On the other hand, these projects are getting chewed up by masses of nVidia GPU folders anyway, I would guess
Re: Project 13402
Posted: Mon May 04, 2020 3:04 pm
by muziqaz
By the way, these two projects love high shader count, wide mem controller cards, which is higher end hardware. All the mid range, low end cards, be it nvidia or AMD will see lower than normal PPD, while higher, ultra high end GPUs will shine on these.
We see these kind of discrepancies with PPD on CPU projects a lot, I believe it's time to get used to similar behavior on GPU side as well. Some projects work well on certain hardware, others on other
Re: Project 13402
Posted: Mon May 04, 2020 3:26 pm
by jrweiss
Currently running 13402 (65, 64, 0) on my 1050ti.

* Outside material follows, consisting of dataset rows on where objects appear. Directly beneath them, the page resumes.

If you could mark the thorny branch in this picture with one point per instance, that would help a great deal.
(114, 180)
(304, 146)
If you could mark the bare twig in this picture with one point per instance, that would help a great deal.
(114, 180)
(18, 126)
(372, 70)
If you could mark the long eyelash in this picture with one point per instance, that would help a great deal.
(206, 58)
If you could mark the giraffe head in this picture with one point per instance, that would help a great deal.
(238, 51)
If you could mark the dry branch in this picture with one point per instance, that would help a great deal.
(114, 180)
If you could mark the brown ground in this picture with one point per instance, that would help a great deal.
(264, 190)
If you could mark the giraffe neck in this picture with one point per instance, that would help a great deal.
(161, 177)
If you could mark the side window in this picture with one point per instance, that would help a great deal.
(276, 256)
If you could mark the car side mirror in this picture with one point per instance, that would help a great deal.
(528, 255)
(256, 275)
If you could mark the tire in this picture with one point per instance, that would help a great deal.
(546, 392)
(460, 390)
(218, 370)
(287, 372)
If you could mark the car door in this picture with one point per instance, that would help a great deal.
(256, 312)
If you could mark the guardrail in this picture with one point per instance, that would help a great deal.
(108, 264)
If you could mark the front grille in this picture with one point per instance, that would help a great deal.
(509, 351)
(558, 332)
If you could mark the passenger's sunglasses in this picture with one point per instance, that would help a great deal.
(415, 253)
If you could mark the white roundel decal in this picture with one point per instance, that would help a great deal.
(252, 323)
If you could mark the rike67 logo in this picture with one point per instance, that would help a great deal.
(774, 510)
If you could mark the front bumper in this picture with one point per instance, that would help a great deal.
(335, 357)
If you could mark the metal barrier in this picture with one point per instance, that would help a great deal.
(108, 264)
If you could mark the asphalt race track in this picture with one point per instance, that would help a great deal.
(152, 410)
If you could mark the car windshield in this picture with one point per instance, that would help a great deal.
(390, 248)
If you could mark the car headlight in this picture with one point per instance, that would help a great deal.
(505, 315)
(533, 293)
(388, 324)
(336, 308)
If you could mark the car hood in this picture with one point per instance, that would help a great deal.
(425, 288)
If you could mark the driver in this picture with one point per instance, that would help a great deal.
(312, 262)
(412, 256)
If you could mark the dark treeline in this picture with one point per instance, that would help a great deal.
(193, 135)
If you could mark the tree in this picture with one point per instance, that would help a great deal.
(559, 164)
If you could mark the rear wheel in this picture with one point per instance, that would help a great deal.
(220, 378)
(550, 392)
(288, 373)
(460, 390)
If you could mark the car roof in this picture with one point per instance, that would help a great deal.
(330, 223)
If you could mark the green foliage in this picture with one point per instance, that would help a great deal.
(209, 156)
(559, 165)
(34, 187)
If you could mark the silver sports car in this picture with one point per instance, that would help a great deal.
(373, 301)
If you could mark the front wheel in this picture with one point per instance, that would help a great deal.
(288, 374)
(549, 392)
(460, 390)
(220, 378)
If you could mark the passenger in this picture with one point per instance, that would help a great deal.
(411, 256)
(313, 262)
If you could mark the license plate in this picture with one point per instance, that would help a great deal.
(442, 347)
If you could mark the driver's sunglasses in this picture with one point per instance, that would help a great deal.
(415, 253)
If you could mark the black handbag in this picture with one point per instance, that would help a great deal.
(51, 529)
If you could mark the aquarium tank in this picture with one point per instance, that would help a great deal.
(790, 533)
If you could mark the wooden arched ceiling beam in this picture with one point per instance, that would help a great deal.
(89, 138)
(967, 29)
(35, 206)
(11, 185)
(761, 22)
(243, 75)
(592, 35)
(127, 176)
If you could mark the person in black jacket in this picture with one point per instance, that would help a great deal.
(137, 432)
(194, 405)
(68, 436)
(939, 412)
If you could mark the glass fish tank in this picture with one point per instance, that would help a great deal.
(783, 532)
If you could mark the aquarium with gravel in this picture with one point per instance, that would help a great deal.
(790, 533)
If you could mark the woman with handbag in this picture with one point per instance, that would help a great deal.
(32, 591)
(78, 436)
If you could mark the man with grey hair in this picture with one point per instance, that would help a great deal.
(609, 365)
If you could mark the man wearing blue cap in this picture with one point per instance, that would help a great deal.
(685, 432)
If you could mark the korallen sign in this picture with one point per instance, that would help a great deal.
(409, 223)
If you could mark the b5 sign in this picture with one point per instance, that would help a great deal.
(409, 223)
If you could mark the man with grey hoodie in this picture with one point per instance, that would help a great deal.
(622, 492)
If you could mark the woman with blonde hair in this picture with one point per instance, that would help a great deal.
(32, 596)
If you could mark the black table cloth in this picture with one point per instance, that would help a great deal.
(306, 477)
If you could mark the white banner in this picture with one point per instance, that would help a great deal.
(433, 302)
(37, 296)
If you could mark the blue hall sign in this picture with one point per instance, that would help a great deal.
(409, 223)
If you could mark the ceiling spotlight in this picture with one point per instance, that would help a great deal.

With 61% complete, it's showing 6:28 per frame, and est 172602 PPD. Some other current projects get over 200K PPD, but this is within range...
Re: Project 13402
Posted: Mon May 04, 2020 5:02 pm
by Nuitari
TBH I really don't care about the PPD. Its nice, but its far from the whole point of doing this.
The only reason I posted about it is the announcement seems to indicate they want a quick (3 to 4h) turnaround and that there are cards which are clearly not going to match this window of expectation. If they are ok with slower turnaround (like 15h) then I'm fine with it, even if I'd get less PPD then otherwise. The original WU completed in 14h 11m on the slowest RX560 I have.
From what I read, the server will reissue a WU once the preferred deadline has been reached.